Re: Problems about using Lucene to generate tag cloud..

wuqi-2
I registered myself just now, an interesting website.
It seems crossfeeds generate a tag cloud offline hourly ? But I have a more strict time requirement. user submit a query in my website, and they may get  tens of thousands of  search results. I need to generate a tag cloud for all these document returned just during seconds of time.
I think your solution might  can fulfill this,if  the indexing process and term ordering process were  totally finish in memory..


----- Original Message -----
From: "Dominique Béjean" <[hidden email]>
To: <[hidden email]>
Sent: Tuesday, April 01, 2008 8:30 PM
Subject: RE: Problems about using Lucene to generate tag cloud..

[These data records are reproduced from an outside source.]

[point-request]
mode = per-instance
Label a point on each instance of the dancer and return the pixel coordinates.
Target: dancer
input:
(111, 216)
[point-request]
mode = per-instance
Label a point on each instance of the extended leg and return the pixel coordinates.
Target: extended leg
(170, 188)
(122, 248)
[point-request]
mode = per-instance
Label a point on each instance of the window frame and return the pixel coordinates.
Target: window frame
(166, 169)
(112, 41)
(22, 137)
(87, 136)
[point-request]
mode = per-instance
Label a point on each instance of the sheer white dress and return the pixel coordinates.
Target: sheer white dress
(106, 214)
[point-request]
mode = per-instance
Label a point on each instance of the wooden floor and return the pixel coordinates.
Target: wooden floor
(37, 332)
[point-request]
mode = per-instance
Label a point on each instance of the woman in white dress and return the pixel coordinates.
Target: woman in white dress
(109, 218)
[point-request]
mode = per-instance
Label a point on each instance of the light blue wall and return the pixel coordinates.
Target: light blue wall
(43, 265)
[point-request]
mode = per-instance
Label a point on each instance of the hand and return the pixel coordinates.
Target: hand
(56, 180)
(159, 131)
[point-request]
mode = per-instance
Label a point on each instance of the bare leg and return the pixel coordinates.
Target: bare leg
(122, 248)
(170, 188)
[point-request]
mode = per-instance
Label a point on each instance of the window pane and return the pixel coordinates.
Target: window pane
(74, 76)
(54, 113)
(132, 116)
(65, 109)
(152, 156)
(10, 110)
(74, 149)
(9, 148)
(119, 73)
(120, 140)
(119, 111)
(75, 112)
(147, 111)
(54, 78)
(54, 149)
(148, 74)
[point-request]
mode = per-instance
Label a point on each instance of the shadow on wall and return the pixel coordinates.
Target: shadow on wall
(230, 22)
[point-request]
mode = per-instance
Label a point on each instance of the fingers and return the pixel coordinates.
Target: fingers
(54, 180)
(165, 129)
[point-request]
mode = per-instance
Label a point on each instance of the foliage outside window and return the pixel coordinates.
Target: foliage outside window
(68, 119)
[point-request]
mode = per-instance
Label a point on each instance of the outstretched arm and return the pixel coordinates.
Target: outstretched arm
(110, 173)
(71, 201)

On www.crossfeeds.com, I use this method in order to update hourly a tag
cloud based on the title of 20.000 RSS articles (RSS published during the
last 24 hours). It takes 1 minute.
 

-----Message d'origine-----
De : wuqi [mailto:[hidden email]]
Envoyé : mardi 1 avril 2008 14:10
À : [hidden email]
Objet : Re: Problems about using Lucene to generate tag cloud..

so build  a index for the dynamically generated docucements set ,and then
try to find frequency for each terms in this index... not sure it's fast
enoug.but it's worth to have a try...
Thank you  Doinique!
----- Original Message -----
From: "Dominique Béjean" <[hidden email]>
To: <[hidden email]>
Sent: Tuesday, April 01, 2008 3:51 PM
Subject: RE: Problems about using Lucene to generate tag cloud..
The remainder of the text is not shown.